The New Jersey that Chris Christie inherited was one that the Mercatus Center at George Mason University had ranked 46th in the Union on its economic-freedom index, and one whose business-tax climate the Tax Foundation had called the worst in the nation. Its narrow tax base had been in a death spiral for years: High-tech, high-paying jobs were fleeing — one Boston College study estimated $70 billion in wealth had left between 2004 and 2008 alone — and being replaced by low-wage, low-tech ones. For decades Trenton had jacked up taxes on the wealth that remained — inspiring new rounds of capital flight — and relied on weak budgetary rules and accounting tricks to kick growing shortfalls down the road. As a July 2009 study by Mercatus’s Eileen Norcross and Frederic Sautet concluded,
the government of New Jersey has resorted to fiscal evasion — avoiding the rules meant to constrain spending — and has sustained spending growth through fiscal illusion, obscuring the full costs of policies by relying on intergovernmental aid and debt to achieve the current level of spending. The state has long emphasized current spending at the expense of higher taxes for future taxpayers. The costs of this approach are now coming due.

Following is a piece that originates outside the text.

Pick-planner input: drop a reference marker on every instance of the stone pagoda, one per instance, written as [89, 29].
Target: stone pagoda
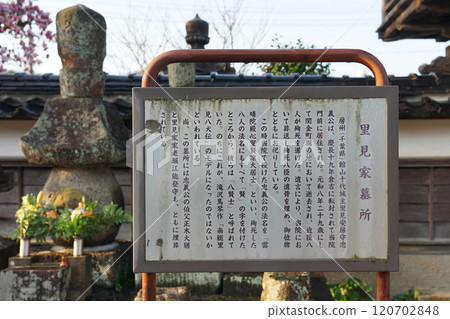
[79, 133]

Come due they had for Christie, who after less than a day on the job was being advised to borrow his way out of crisis. What he did instead set the tone for everything that followed.
Five weeks later, on February 11, Christie addressed a special joint session of the state legislature, replacing the vague promises of the campaign trail with first principles, and elaborating the constraints under which he was determined to govern:
Our constitution requires a balanced budget. Our commitment requires us to begin the next fiscal year with a prudent opening balance. Our conscience and common sense require us to fix the problem in a way that does not raise taxes on the most overtaxed citizens in America. Our love for our children requires that we do not shove today’s problems under the rug only to be discovered again tomorrow. Our sense of decency must require that we stop using tricks that will make next year’s budget problem even worse.
And in an extraordinary move, he then declared a fiscal state of emergency, announcing that by executive order he would impound $2.2 billion in appropriations from a fiscal year that was already seven months gone. That figure represented virtually every dollar the state was not legally obligated to pay out for the remainder of the year. In Bagger’s words, it was “everything that wasn’t nailed down.”
“By doing that so quickly and so dramatically, and by executive action, it really set the stage,” Bagger says. “It was just a very clear declaration that there’s a new reality.”
There was much wailing and teeth-gnashing about the cuts among Democrats. Sweeney accused Christie of “pick[ing] someone else’s pocket,” and senate majority leader Barbara Buono went so far as to say the executive order had “declare[d] martial law” in New Jersey.
This raised the stakes significantly for the FY 2011 budget battle, which was then only beginning. In the year to come, the state would face an $11 billion deficit that made the previous shortfall look like a gratuity. It was a big hole, and Christie needed Democratic votes to close it.